|The Institute of Medicine's J. Michael McGinnis presents during Wednesday |
morning's session on public health and clinical care.
Medicine cannot exist without public health. Public health cannot exist without medicine. That’s the case made by physician and long-time health leader J. Michael McGinnis, MD, MPP, during this morning’s Midyear Meeting plenary session on integrating public health and clinical care.
“The relationship between medicine and public health … is in my view the central health policy issue of our time,” said McGinnis, a senior scholar at the Institute of Medicine.
He described the continuum of care: “At one end are those prevention efforts that are exclusively targeted to an entire population to the other end where treatment is targeted exclusively to one individual or patient. The other [interventions] lie scattered like a bell-shaped curve in the middle.”
He founded his case on three points:
1. Medicine cannot provide effective and informed treatment to the patient without public health.
2. Public health cannot advance the health of the population without medicine.

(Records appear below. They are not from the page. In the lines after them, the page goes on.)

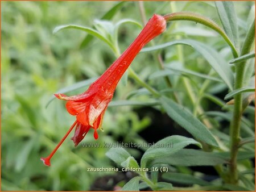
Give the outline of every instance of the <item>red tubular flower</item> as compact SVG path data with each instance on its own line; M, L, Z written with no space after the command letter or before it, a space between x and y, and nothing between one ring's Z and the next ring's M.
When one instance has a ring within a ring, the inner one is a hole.
M129 47L85 92L71 97L63 94L55 94L60 99L68 101L67 110L70 114L76 116L76 120L49 156L41 158L46 165L51 165L51 158L75 126L75 135L71 139L75 146L84 139L90 128L94 130L94 139L98 139L97 130L101 126L104 112L112 99L121 78L141 49L162 34L166 27L164 18L154 15Z

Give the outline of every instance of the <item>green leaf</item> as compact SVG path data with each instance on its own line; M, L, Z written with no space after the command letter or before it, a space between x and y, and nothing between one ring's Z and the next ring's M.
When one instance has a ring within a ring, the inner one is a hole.
M228 160L218 154L183 149L169 156L155 158L151 165L166 164L180 166L213 166L224 163L228 163Z
M230 40L237 48L238 30L237 16L232 1L216 1L217 10L224 31Z
M155 158L169 156L189 144L196 144L201 147L200 143L193 139L179 135L174 135L164 138L156 143L145 152L141 158L141 167L148 167L147 165L150 161Z
M244 92L255 92L255 87L253 86L242 87L236 89L227 94L224 98L225 100L230 99L238 94Z
M230 66L216 51L203 43L189 39L176 40L156 46L143 48L141 52L144 52L156 51L179 44L191 46L200 53L226 83L228 87L230 90L233 90L234 76Z
M119 27L120 27L121 25L123 24L125 24L125 23L131 23L131 24L134 24L136 26L137 26L138 27L139 27L140 28L142 28L142 26L141 24L139 24L139 23L138 23L137 22L131 20L131 19L122 19L121 20L119 20L118 22L117 22L115 24L115 27L114 27L114 39L115 40L115 45L117 46L118 45L118 29Z
M110 9L100 19L101 20L110 20L115 15L115 13L122 7L123 4L126 3L125 1L121 1L112 9ZM86 46L93 39L93 36L88 35L82 41L80 45L80 48L82 48Z
M55 27L53 30L53 34L56 34L57 32L60 31L61 30L66 30L66 29L76 29L81 30L82 31L86 32L90 35L92 35L100 40L106 43L114 52L115 51L115 48L114 45L105 37L104 37L102 35L99 33L96 30L86 27L82 27L80 26L77 26L75 24L67 24Z
M139 101L130 101L130 100L119 100L112 101L109 103L110 107L115 106L152 106L160 105L158 101L142 102Z
M229 159L230 157L230 153L228 152L216 153L218 155L224 158ZM255 157L255 154L251 151L239 151L237 154L237 160L243 160L245 159L252 158Z
M216 37L218 34L212 30L209 30L203 28L199 28L199 26L185 26L179 27L175 29L173 33L183 33L190 36L200 36L202 37Z
M239 57L233 59L230 61L229 61L229 63L230 64L238 63L242 61L246 61L253 57L255 57L255 52L251 52L248 54L246 54Z
M166 68L170 69L172 70L174 70L176 72L181 72L183 74L192 74L192 75L193 75L193 76L195 76L197 77L204 78L205 79L208 79L208 80L210 80L212 81L222 82L222 81L221 80L220 80L218 78L215 78L215 77L211 77L211 76L209 76L207 74L197 73L197 72L193 72L193 70L187 69L179 69L179 68L177 68L175 67L171 66L170 65L166 66Z
M163 174L162 177L168 181L182 184L197 184L201 186L210 185L210 183L209 182L204 181L200 178L188 174L179 173L164 173Z
M131 157L126 150L121 147L112 148L106 153L106 155L118 165L121 165L128 157Z
M156 183L156 187L159 191L170 191L174 189L172 184L166 182L159 182Z
M249 190L247 188L233 184L224 184L223 185L223 187L230 191L249 191Z
M192 135L195 138L216 147L218 143L210 132L199 120L184 107L171 99L162 96L160 98L162 107L174 120Z
M255 191L255 184L250 180L242 174L239 175L241 181L245 184L245 186L250 191Z
M131 180L128 181L126 184L122 188L122 191L139 191L139 182L140 180L139 177L135 177L133 178Z
M126 160L121 163L121 166L125 168L139 168L139 164L133 157L129 157Z
M67 93L72 91L75 91L77 89L79 89L80 88L86 87L88 86L89 85L93 83L98 77L93 77L91 78L89 78L88 80L84 80L82 81L78 82L77 83L75 83L75 84L73 84L72 85L67 86L64 88L60 89L56 91L56 93ZM56 97L54 95L52 95L51 97L51 98L49 99L49 101L48 101L47 103L46 104L46 107L47 107L51 103L51 102L56 98Z

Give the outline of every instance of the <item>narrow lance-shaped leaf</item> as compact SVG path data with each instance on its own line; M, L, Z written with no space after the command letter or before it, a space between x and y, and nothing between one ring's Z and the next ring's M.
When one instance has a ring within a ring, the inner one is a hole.
M143 48L142 52L148 52L163 49L172 45L184 44L191 46L198 51L208 61L230 90L233 90L234 76L229 65L214 49L200 42L186 39L168 42L163 44Z
M121 1L118 2L110 9L101 18L101 20L110 20L115 15L115 13L120 10L122 6L125 3L125 1ZM88 34L84 38L82 43L80 45L80 48L82 48L86 46L93 39L93 36Z
M135 177L133 178L131 180L128 181L126 184L124 185L122 188L122 191L139 191L139 182L140 178L139 177Z
M175 153L189 144L201 147L200 143L193 139L179 135L164 138L156 143L145 152L141 158L141 167L147 167L147 165L155 158L161 158Z
M188 174L180 173L164 173L163 178L167 181L186 185L197 184L201 186L210 185L210 183Z
M149 165L166 164L180 166L213 166L225 163L228 163L228 160L218 154L182 149L168 156L155 158Z
M218 24L212 20L197 14L183 11L168 14L164 15L164 18L167 22L175 20L189 20L201 23L213 29L221 35L225 41L229 44L232 49L234 57L236 58L238 56L238 53L236 49L236 47L229 38L228 36L226 34L225 31L218 26Z
M233 2L216 1L215 5L225 32L237 49L239 47L238 30L237 16Z
M236 89L231 91L230 93L229 93L225 96L224 99L226 100L228 99L230 99L230 98L233 97L236 95L237 95L238 94L241 93L245 93L245 92L255 92L255 87L253 86L250 87L242 87L238 89Z
M171 99L160 98L162 107L167 114L195 138L210 145L218 147L218 143L208 128L189 112Z
M255 52L251 52L248 54L244 55L239 57L236 58L229 61L230 64L236 64L242 61L246 61L249 59L255 57Z

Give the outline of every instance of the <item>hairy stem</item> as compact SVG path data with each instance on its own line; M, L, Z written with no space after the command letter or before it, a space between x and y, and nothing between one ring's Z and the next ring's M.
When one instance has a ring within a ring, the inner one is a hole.
M241 51L241 56L249 53L255 38L255 20L253 20L245 37ZM236 78L234 89L242 87L245 75L246 61L236 65ZM240 141L240 125L242 115L242 95L239 94L234 97L234 112L230 123L230 163L229 165L229 182L236 183L238 180L237 168L237 156Z

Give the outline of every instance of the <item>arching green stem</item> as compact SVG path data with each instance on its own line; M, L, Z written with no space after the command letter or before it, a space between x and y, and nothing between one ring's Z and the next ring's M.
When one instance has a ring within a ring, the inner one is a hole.
M196 23L201 23L213 29L218 33L230 47L234 57L236 58L238 56L238 54L235 46L233 44L232 42L228 37L224 31L223 31L222 29L218 27L216 23L210 19L199 14L189 12L174 12L164 15L164 18L167 22L174 20L191 20Z

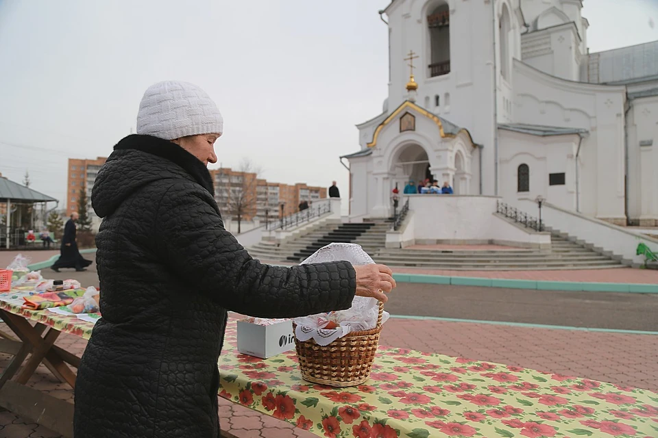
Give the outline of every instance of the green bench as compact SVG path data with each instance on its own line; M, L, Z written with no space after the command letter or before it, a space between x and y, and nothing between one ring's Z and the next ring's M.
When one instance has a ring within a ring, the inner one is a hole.
M658 262L658 255L656 255L655 253L652 251L651 249L645 244L639 244L637 245L637 249L635 251L635 254L637 255L644 256L644 266L643 268L646 268L646 263L650 261Z

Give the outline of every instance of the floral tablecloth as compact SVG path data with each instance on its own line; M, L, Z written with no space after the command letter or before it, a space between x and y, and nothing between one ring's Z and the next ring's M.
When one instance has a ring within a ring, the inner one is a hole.
M32 287L16 287L9 292L0 294L0 309L40 322L63 333L71 333L88 340L91 337L93 322L80 320L75 316L58 315L47 309L33 311L22 307L19 303L21 302L23 296L32 290L34 289ZM1 300L3 299L6 300Z
M219 395L328 438L658 437L649 391L497 363L380 348L352 388L303 381L294 350L239 354L235 321L219 358Z

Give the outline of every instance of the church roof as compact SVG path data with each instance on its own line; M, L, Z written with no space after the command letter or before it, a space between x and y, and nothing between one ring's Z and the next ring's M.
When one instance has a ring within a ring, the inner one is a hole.
M358 158L359 157L367 157L372 153L372 149L363 149L363 151L359 151L358 152L355 152L354 153L350 153L347 155L343 155L341 158Z
M543 126L541 125L528 125L526 123L498 123L498 128L506 131L513 131L531 136L548 137L550 136L566 136L569 134L585 134L589 131L582 128L565 128L557 126Z
M16 202L42 203L57 201L54 198L43 194L36 190L21 185L18 183L0 177L0 199L11 199Z

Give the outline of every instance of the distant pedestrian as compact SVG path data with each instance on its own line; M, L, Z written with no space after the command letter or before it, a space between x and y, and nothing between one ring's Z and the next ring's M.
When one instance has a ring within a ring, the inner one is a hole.
M340 198L341 192L339 192L338 188L336 186L336 181L331 182L331 187L329 188L329 197L330 198Z
M75 268L76 271L84 271L91 264L91 260L83 258L77 249L77 241L75 239L75 221L79 217L77 212L74 211L64 227L64 237L62 237L60 258L51 268L56 272L59 272L62 268Z

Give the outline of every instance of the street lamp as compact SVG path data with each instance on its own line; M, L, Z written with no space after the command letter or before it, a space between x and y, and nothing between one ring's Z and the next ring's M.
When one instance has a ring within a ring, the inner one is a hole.
M546 200L546 198L541 195L538 195L537 198L535 198L535 201L537 201L537 205L539 207L539 231L541 232L541 204Z

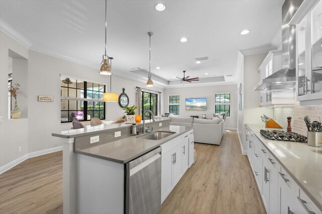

3. The nation’s health and economic security will be at a disadvantage as long as financial incentives work in the middle.
McGinnis, a long-time member of APHA, argued that the 10 greatest public health achievements of the last century as outlined by the Centers for Disease Control and Prevention, such as vaccinations, healthy work places, motor vehicle safety and control of infectious disease, “are all a result of close collaboration between medicine and public health.”
So what happened to cause a split between the two communities?
“Throughout the 1960s, it was the success of this partnership that ironically frayed the ties,” according to McGinnis. The extension of the lifespan brought an increasing prevalence of chronic conditions and a more medically needy population around which developed a vast network of highly technical interventions and diminished attention to public health. And that was compounded by a dramatic change in financing with the creation of Medicare and Medicaid.
“Health expenditures going to prevention fell to below 5 percent, which is where it sits today,” he said. “What’s really changed are the economic incentives.”
He pressed his case for increased collaboration, asking the full room of meeting attendees to consider CDC Director Tom Frieden’s winnable battles, including food safety, immunizations, health care-associated infections, mother-to-child infection of HIV, motor vehicle injuries and tobacco use.
“How many of these battles can only be won by public health? How many can only be won by medicine?” he asked. “Virtually none.”
But, as he sees it, collaboration is trending. McGinnis pointed to a long list of items that are forging the relationship between medicine and public health, including an aging population, the potential for bioterrorism, information technology and new and emerging infectious diseases.
“It’s very clear that vigilance (on communicable disease) cannot be practiced effectively without very tight seamless communications between those treating them and those watching the habits of those individuals,” he said.
And regarding the impact of rising health care costs, “we already see that $2.7 trillion [in annual health care spending] is driving a stronger focus on prevention and public health. It’s a good thing, but it’s coming at a very high price.”
And with the Supreme Court opinion on the Affordable Care Act pending, “we hope tomorrow that those (prevention) elements will be retained,” as those are among the most important provisions, he said.
Despite the formidable challenges of the future, “I’m optimistic because I know the public health community. And I believe we’re seeing a ‘greening’ of the medical community,” McGinnis said.
By that, he meant in four ways: (1) the environmental sense — taking medical care outside the doors of the clinic and into the community; (2) the enlightened sense —health is shaped by so much more than medical care — even for those who are ill; (3) the restorative sense — the caring dimension is a vital contributor to the healing process; and (4) the fiscal sense — recognition of improving payments and payment structures for prevention and population health.
“Fee-for-service really doesn’t work,” according to McGinnis. The medical community itself if ready to abandon it and it drives a wedge between medicine and public health, he said.
Regardless of the Supreme Court opinion, McGinnis is hopeful: “Even if the Affordable Care Act is overturned, the spirit is there.”